Michael looks at Holly. Tim has reached out and squeezed her hand. Something deeper and more complicated than anger shoots through Michael at the sight of Tim's hand on hers. Holly sees Michael's reaction to Tim clutching her, and slowly moves her hand away from him. She looks back to Max, trying to pretend that she didn't see the hurt on Michael's face. But she won't forget it. It hurts her more than she expected to know that he's hurt.

And Michael can't pretend that his jealous reaction didn't scare him. He can't say that he's never known jealousy, but never like that. It's another emotion, of many emotions, that Holly has opened up in him, but not one he particularly enjoyed discovering.

"It is an interesting thought experiment, though," Max says. "What if a room like that really existed? What would it give you?"

"I'd like to believe that most people are good enough, and strong enough in character, that their deepest wishes wouldn't be so base or selfish," Eric says.

"I'd like to think that too, brother. But I don't."

"I don't see any reason to presume that people are so predictably superficial. That seems too simplistic, too cynical."

"Maybe so. But life teaches us hard lessons," Max says.

"I agree," Tim says. "I think people would hope to show their best selves with their wish. But our true selves aren't always our best selves, even if we hope they are. There's always going to be a divide between our idealistic self and our realistic self, our public self and our private self."

"Yeah, and I don't remember who said it exactly. It may've been Kerouac, but someone wrote that writers should strive to give voice to their unspeakable visions," Max says. "Maybe this idea applies to everyone, and we all have these unspeakable visions that we bury within ourselves."

"But you're operating on the presumption that these unspeakable visions are something that we feel shame about," Eric says.

"That's why their unspeakable."

"Why conclude that? Maybe we just can't articulate them yet? Unspeakable doesn't necessarily mean shameful."

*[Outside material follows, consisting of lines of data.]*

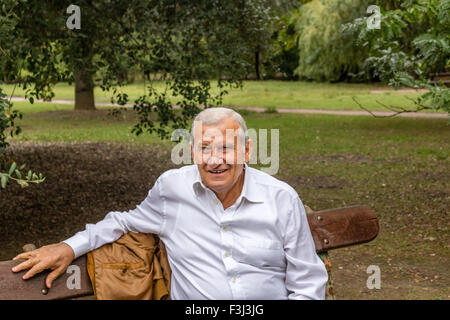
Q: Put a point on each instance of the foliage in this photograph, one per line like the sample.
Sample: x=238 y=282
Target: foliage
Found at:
x=8 y=168
x=177 y=42
x=326 y=53
x=412 y=42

"And isn't it also about context," Annie says. "It's not that the things we feel, or can't articulate, are selfish or dangerous or shameful, but that maybe they might simply be thoughts we keep to ourselves because they would do no good to share, might only be hurtful to those we share them with."

"Still, saying something could be hurtful presumes negativity," Eric says.

"But not objectively negative," Annie says. "Only in the context of a particular subject."

"So you're talking about keeping secrets?" Eric asks Annie.

"I suppose."

"But aren't secrets just an acceptable way of being dishonest about how you present yourself to the world?" Eric asks.

"How is that?" Annie asks. "Dishonesty through omission? Just because you keep your thoughts or feelings private, doesn't make them any less real. Someone, at least, even if only yourself, knows the truth, and no one is being lied to necessarily."